O que podemos inferir sobre o comportamento
e locomoção dos dinossáurios a partir
das suas pistas?
O meu trabalho envolve duas componentes: o estudo do material
osteológico (ossos) e icnológico (pegadas) de
dinossáurios.
Ao nível da osteolgia procuro compreender, através
da recolha e análise de dados 3D, a evolução
da locomoção dos maiores dinossáurios
que existiram - os saurópodes (dinossáurios
quadrúpedes, herbívoros, de cauda e pescoços
compridos). Este estudo envolve a compreensão das alterações
morfológicas (de forma) ocorridas no esqueleto destes
animais, pois só assim poderemos compreender as alterações
na locomoção deste grupo ao longo da sua história
evolutiva.
A recolha desses dados 3D é feita com equipamento específico
e tendo que me deslocar a vários Museus de História
Natural, pois é impossível "mandar vir",
por exemplo, um fémur (osso da perna) com 2,5m de comprimento!

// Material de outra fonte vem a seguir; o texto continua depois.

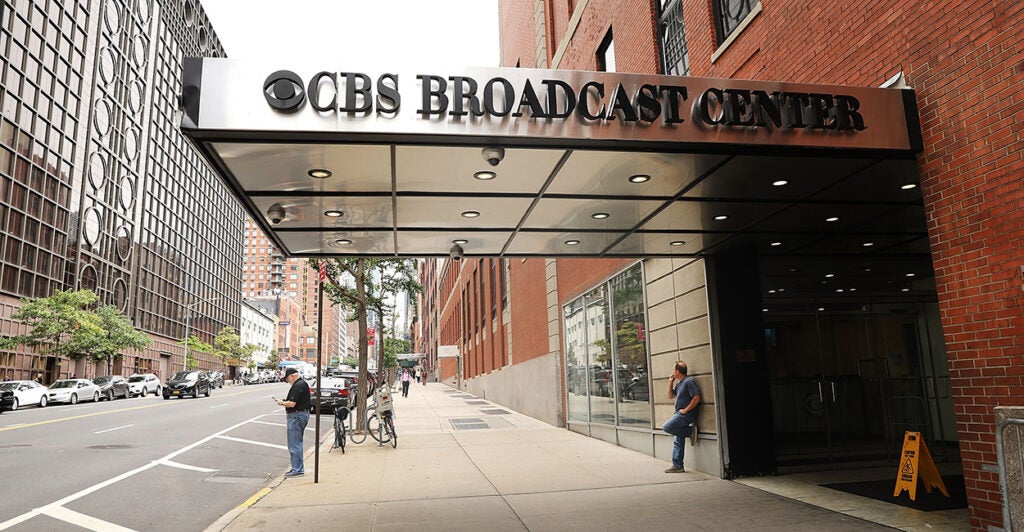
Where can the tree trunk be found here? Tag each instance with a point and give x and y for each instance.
(360, 396)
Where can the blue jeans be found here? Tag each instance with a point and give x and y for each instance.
(296, 428)
(680, 427)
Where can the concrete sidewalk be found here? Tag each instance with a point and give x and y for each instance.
(516, 474)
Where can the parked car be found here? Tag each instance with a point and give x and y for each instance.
(187, 383)
(333, 394)
(143, 384)
(25, 393)
(72, 391)
(6, 400)
(112, 387)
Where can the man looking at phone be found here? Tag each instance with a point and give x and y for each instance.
(682, 425)
(297, 407)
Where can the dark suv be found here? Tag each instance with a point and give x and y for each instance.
(187, 383)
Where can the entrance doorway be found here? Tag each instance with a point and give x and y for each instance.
(849, 377)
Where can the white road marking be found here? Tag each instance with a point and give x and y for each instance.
(83, 521)
(114, 429)
(240, 440)
(180, 466)
(56, 504)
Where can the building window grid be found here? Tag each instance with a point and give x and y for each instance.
(673, 29)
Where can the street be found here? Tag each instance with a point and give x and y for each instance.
(141, 463)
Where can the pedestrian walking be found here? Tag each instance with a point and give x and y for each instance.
(406, 379)
(297, 408)
(682, 425)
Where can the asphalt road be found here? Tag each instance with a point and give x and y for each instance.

A última deslocação foi a Marraquexe
onde, no Museu de História Natural, foi estudado o
saurópode mais antigo do mundo - o Tazoudasaurus. Estão
previstas próximas deslocações à
China e o regresso ao Estados Unidos da América.
Para além deste trabalho laboratorial existe também
a componente de trabalho de campo/escavação,
para o qual já estive em Espanha e duas vezes consecutivas
em várias províncias da Patagónia.
No que diz respeito às pegadas, o trabalho de equipa
desenvolvido pelo Museu Nacional de História Natural
(MNHN) da Universidade de Lisboa compreende a inventariação
e estudo da totalidade do registo icnológico português.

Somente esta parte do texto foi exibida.